As I have mentioned previously in this column, dealers have a tremendous cash drain exposure because of taxes; taxes of all kinds, but especially income taxes. Normally, when you discuss income taxes with dealers they fall asleep because they have paid minimal taxes because of MACRS, bonus depreciation, Section 179 write-offs, operating loss carryovers and carrybacks, and the availability of like-kind exchange transactions. Having these tax benefits available has been great, but now that inventory and rental fleet replenishment have slowed, and used rental units are being sold to generate cash, your tax picture has changed because in many cases, any used equipment sales will be 100 percent taxable at ordinary tax rates. In other words, if your book income is break-even or shows a loss, it is possible to generate taxable income, taxable at corporate rates or added to your personal income.
As we all know, the IRS does not extend payment dates for taxes due on your tax return.
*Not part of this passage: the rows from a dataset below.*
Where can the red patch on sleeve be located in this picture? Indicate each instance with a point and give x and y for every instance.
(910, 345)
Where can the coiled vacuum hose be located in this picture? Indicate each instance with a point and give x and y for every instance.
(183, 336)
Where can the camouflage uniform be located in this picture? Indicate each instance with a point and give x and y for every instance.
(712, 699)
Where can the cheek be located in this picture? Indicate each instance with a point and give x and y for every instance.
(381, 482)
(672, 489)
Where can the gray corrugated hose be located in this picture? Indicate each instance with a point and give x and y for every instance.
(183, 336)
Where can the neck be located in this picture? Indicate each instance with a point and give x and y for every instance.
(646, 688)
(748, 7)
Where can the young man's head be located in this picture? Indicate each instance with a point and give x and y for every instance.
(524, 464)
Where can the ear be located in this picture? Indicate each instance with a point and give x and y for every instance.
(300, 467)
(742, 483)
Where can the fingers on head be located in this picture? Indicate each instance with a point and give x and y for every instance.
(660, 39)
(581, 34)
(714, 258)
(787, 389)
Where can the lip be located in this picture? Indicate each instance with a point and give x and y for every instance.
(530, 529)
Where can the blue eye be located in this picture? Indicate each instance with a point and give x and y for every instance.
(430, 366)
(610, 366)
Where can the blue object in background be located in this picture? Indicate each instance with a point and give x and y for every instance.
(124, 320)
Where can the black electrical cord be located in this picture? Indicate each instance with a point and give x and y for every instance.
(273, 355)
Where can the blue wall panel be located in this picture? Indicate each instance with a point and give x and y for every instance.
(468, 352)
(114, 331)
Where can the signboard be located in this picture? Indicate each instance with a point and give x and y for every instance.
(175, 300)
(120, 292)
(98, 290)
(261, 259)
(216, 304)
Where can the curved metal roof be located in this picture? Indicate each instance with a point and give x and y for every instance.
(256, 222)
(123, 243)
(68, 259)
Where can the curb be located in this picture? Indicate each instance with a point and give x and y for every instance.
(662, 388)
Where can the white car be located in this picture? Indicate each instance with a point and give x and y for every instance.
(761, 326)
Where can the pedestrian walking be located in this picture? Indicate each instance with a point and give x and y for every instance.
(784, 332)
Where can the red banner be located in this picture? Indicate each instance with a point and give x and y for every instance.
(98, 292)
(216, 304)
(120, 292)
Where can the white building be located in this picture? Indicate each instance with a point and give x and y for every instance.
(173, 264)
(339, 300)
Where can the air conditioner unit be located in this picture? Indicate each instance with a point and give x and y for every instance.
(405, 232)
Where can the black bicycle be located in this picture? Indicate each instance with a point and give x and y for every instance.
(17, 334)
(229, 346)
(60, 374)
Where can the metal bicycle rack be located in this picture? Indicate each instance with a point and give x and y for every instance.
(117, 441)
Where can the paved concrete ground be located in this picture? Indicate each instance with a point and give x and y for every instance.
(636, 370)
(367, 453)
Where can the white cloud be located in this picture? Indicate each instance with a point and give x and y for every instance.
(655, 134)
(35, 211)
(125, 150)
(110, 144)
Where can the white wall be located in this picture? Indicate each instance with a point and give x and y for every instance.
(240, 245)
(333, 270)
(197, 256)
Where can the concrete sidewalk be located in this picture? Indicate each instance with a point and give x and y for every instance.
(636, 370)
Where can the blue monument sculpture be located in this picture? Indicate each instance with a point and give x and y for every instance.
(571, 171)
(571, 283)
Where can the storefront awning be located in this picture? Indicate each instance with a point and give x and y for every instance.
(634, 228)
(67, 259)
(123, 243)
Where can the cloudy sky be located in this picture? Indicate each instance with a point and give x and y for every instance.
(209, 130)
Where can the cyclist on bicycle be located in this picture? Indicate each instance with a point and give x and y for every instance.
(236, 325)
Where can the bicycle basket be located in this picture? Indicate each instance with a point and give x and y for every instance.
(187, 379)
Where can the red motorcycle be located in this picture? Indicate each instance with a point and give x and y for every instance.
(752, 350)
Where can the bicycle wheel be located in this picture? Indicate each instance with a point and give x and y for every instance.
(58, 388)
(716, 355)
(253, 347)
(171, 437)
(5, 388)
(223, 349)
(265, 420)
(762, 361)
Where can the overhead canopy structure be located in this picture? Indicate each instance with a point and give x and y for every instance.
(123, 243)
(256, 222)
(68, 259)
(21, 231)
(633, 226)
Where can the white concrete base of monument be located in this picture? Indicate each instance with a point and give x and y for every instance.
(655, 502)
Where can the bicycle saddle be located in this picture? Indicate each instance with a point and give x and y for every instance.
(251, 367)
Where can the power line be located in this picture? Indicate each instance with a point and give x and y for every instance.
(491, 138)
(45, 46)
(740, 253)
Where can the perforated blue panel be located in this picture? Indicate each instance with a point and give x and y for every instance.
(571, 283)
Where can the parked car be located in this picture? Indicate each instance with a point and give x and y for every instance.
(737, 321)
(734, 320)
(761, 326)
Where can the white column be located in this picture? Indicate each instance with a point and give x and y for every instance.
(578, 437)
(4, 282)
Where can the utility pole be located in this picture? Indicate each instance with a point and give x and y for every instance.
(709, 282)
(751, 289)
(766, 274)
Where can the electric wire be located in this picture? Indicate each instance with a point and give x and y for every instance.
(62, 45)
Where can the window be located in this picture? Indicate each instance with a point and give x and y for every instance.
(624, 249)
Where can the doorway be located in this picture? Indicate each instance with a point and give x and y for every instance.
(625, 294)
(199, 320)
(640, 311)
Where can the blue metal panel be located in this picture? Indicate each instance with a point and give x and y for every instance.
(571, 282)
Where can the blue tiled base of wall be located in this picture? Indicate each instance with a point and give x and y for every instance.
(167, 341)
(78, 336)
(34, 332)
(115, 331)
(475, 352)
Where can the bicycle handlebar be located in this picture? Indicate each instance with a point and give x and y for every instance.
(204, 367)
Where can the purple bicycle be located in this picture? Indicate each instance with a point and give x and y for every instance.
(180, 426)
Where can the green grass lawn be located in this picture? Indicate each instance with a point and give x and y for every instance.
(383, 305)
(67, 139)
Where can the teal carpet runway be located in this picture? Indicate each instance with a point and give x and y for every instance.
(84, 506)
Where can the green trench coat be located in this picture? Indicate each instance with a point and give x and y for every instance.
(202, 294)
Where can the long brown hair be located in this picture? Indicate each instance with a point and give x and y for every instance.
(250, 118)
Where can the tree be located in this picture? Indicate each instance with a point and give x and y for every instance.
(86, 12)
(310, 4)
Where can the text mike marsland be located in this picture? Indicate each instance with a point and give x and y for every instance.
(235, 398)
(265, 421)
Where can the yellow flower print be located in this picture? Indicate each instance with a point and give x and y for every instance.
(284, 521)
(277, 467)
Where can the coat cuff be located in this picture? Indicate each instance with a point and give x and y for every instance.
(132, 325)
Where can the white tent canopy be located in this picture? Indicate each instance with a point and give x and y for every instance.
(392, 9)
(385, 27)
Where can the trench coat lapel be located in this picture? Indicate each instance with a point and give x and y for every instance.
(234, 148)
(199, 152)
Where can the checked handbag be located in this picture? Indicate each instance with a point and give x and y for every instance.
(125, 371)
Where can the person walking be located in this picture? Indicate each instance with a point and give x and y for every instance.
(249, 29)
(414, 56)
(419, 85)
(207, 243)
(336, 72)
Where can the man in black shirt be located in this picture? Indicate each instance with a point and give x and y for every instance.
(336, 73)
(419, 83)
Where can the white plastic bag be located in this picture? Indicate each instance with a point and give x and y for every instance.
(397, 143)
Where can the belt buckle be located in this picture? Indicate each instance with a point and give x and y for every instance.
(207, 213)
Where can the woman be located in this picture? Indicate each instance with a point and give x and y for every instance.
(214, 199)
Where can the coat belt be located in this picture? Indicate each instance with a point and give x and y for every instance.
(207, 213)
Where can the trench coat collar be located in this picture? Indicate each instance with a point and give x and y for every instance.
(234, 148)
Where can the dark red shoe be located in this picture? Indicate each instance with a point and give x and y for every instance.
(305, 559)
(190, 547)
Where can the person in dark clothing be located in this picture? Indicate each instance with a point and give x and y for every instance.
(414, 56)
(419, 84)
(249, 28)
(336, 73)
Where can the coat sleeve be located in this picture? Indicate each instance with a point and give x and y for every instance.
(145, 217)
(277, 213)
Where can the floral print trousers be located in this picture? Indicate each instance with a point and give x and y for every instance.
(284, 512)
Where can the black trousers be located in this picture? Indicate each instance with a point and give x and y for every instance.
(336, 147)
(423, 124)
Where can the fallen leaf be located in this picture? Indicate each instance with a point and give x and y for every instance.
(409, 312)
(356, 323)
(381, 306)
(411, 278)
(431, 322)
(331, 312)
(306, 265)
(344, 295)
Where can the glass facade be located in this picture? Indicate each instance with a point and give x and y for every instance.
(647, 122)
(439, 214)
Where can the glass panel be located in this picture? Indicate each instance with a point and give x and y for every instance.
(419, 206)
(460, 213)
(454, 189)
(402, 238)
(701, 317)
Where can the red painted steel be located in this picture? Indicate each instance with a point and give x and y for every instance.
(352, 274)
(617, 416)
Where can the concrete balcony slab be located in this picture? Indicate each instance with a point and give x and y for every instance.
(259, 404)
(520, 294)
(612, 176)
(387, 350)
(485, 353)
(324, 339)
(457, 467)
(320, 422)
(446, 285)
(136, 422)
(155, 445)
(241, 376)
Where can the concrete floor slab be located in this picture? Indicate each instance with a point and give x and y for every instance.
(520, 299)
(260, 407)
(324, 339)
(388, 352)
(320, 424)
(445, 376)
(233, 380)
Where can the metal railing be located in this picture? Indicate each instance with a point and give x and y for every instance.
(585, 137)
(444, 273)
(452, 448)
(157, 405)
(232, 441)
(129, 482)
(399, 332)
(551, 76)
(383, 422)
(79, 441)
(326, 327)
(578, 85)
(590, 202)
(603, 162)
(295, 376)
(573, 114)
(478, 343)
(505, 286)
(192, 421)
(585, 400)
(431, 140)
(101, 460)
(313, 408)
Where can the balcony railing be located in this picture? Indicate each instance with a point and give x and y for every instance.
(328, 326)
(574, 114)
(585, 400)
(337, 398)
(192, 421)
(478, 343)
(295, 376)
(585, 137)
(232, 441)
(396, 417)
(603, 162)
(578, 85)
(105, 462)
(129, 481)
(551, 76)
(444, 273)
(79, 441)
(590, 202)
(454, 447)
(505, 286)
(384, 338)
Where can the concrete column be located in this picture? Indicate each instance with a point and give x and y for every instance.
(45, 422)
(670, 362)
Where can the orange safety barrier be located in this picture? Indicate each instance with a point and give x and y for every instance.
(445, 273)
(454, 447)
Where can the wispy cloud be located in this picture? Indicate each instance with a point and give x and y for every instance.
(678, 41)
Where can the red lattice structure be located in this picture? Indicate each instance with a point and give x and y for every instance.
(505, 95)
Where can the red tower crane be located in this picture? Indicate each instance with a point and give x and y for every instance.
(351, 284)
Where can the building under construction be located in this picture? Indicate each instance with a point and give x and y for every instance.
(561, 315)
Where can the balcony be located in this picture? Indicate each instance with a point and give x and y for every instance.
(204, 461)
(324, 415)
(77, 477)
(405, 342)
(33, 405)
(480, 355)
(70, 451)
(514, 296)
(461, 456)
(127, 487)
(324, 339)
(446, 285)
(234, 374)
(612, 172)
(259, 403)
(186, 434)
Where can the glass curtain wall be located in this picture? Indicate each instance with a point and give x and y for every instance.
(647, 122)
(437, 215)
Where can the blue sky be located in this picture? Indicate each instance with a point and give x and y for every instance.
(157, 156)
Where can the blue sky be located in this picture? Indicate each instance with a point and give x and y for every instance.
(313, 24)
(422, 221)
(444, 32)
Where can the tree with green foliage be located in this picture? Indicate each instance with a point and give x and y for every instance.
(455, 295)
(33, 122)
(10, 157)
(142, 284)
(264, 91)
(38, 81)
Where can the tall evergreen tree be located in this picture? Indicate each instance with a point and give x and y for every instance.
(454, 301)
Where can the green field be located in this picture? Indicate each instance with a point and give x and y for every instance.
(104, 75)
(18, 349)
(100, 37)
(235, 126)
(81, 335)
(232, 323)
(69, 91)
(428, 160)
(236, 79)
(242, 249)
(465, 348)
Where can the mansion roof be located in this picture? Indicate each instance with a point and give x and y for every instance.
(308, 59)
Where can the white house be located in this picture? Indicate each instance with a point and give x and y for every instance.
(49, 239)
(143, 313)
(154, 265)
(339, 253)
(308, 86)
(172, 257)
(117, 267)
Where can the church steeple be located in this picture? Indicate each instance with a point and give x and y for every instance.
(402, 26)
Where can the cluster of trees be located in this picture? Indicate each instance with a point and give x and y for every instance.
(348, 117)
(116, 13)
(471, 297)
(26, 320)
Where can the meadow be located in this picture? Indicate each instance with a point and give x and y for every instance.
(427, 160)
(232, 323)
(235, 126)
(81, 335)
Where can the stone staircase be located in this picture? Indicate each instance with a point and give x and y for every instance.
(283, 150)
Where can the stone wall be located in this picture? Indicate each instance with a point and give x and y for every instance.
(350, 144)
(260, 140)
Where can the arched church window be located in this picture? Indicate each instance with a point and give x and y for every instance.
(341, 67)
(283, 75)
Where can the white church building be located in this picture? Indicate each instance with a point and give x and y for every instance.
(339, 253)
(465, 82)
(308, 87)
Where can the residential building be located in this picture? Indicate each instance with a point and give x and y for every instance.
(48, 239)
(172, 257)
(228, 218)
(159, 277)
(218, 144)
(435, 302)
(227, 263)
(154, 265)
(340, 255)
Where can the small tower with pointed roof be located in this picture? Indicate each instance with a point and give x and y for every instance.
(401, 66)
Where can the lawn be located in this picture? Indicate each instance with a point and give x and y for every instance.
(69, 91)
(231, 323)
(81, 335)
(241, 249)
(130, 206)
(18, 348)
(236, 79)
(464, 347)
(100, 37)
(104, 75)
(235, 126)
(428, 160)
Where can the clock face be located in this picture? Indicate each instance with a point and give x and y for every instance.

So all of a sudden, you get a tax return with a balance due, which you did not expect. In addition, you receive a schedule for estimated tax payments to cover what you may owe for the following year. That’s double what you didn’t expect in the first place, all due within the next 12 months – cash payments when youcan least afford them.
What scares me is that the scenario outlined above is going to be experienced by AED members regarding 2010 or 2011 tax returns. Believe me when I tell you, your tax returns are both complex and scary. So scary that the agents have a tough time determining what their adjustments mean in terms of a tax change. One agent I worked with recently suggested that we run the changes through because he/she didn’t know how to do it.
I mentioned new disclosure requirements – this refers to disclosing to the IRS any Uncertain Tax Positions taken in the tax return and any potential additional tax liability if the position is not upheld after review by the IRS. Right now, this only applies to C-Corp tax returns with the flow through entities sure to follow.
The more I go over this material the more I believe that every dealer has to review their basis tax positions and make sure they understand how each position provides either exposure or deferral of potential tax liabilities. If there ever was a year when you have to be 100 percent comfortable that your financial team has a handle on your tax exposure, this is the year.
If you are using a tax person without extensive industry experience you are taking an unnecessary risk and should have an industry expert review what has been done to date. You can do this in two ways:
1. Have an industry expert prepare the 2010 return using data supplied by your current tax person.
2. Have an industry expert review your tax position before you have your 2010 return prepared so that the 2010 return is properly prepared.
I am not suggesting you change your accounting or tax relationship. What I am suggesting is that we educate your current service providers regarding current issues to minimize your tax exposure going forward. In short, if you do not work in this tax arena on a regular basis you have a good chance of missing an important issue during tax preparation, which will cost you those hard- earned dollars you need in order to keep your head above water.